Um, there are other inefficiencies of ways certain things are built, like closed in funds, may have certain parameters about when they have redemptions or something of that nature. There are so many different little occurrences that if you have the time and eventually you hope that you find a manager that has the network to get in, understand what those are and be able to capture those on a consistent basis, you may have found yourself, uh, a very good investment. Now, one thing within inefficiencies and one thing you want to be sure to ask the manager is, well, "What collapses this inefficiency?" Uh, is it cyclical? Um, what else do you have, uh, that you're trading or doing that offsets when this trade might collapse?

Because most inefficiencies, uh, I found through my career wax and wane, they're not consistent or they're not always really wide. Um, obviously the greatest inefficiencies are usually found right after you have a large market gap. Something occurred like covid or something like that.

You're in this situation to where whatever inefficiency that you have been tracking or recognizing might be at levels that you've just never seen before. So those are the kinds of things when we are going out and you're looking at funds, the fund manager should be able to identify what their inefficiency is and why that's generating an excess return.

Um, that's some, that's a very, very simple question. Um, and if a manager really can't explain in decent detail what their inefficiency is and why they're generating return and it seems to make logical sense to you. Um, well, you probably should find yourself a new manager cause then they obviously can't define his trade or he doesn't really truly understand it.
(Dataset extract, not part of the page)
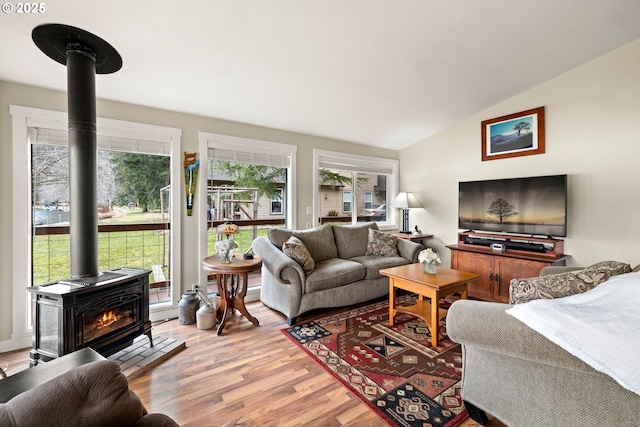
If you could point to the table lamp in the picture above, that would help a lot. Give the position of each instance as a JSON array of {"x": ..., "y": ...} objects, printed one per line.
[{"x": 405, "y": 201}]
Brendan: And, um, something Chris, I noticed is that these, uh, Skilled managers have, and skilled traders or whoever, investors have to take, uh, advantage of these efficiencies faster than they used to. Yeah. So the information age is like completely changed, that, you know, a strategy that might have worked for five years might only work for like two or six months now. It really depends on the asset class. Um, a lot of people are almost dismayed by how fast the S&P 500 is moving now. Um, and it's like you already have left the boat, so you also need to take that into a factor. It could have been a graded efficiency three years ago and maybe it's already been mined out and there is a lot of competition in that space.

Chris: Exactly. And that, that is, that is an excellent point. And I saw that happen in a multitude of trades that I did. Uh, when I was working at a hedge fund, you, you, you, you would make a ton of money. Information would get out. The nature of the trade would occur. Then well, okay, other people are doing the trade.

And you know, I think, as I've said in, you know, other webinars, you're looking at a situation of where you gotta understand is the trade, what they call a zero sum. So no matter what really occurs, there's only $1 in the trade. And if there's one person in the trade, well then they make the dollar. If there's 10 people in that trade, well then they all just, you know, pay 10 cents.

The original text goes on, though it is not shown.